Historical information

Cologne has been continuously populated since the time around the birth of Christ. A decree of Emperor Constantine from 321 attests the existence of the oldest Jewish community north of the Alps. Recent findings on the town hall square unveiled that the community existed without interruption until the Middle Ages. That is why the excavations presently rank among the most important archeological sites in Germany.

In Roman times, the Governor`s Palace, the Praetorium, represented the political-administrative centre of the region. Cologne was departure point for strongly frequented Roman long-distance roads such as the Via Belgica which led to Boulogne-sur-Mer in northern France. In the Middle Ages Cologne counted among the largest and most impressive cities north of the Alps, in later times it overtopped even Paris or London in importance. Today Cologne is the largest city and centre of the region North Rhine Westphalia.

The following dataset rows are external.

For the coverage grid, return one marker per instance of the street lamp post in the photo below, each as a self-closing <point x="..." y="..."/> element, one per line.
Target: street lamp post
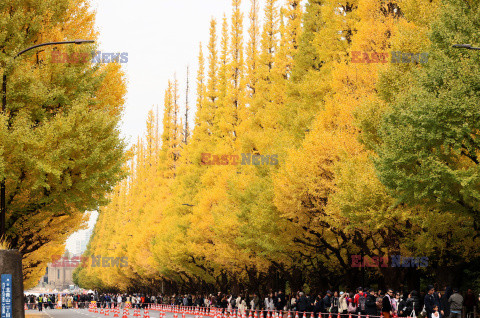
<point x="3" y="210"/>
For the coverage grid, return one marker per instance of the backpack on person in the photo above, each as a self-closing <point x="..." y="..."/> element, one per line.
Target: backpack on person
<point x="351" y="308"/>
<point x="361" y="302"/>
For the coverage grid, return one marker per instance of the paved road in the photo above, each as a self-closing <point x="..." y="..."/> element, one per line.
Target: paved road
<point x="84" y="313"/>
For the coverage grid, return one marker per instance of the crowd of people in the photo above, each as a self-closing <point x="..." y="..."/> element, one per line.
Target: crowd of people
<point x="449" y="303"/>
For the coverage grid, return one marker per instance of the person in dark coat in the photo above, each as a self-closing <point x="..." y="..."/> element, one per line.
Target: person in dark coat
<point x="371" y="303"/>
<point x="445" y="303"/>
<point x="327" y="302"/>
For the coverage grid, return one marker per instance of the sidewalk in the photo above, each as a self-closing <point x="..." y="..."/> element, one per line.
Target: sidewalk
<point x="38" y="314"/>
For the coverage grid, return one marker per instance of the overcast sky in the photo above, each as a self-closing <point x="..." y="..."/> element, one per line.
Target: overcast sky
<point x="161" y="37"/>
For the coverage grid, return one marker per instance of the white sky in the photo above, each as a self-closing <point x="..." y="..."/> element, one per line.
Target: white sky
<point x="161" y="37"/>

The uninterrupted population of Cologne led to an overlapping of various structural layers dating back to most diverse époques. This makes the town hall square in Cologne a unique archeological site. Here, more than 2.000 year old monuments and evidences of historical events accumulate at one site. There is no other place where relicts of a Jewish quarter can be found atop of a Roman governor’s palace. The location is unique too: the ARCHEOLOGICAL ZONE JEWISH MUSEUM COLOGNE is situated right in the city centre and makes history visible.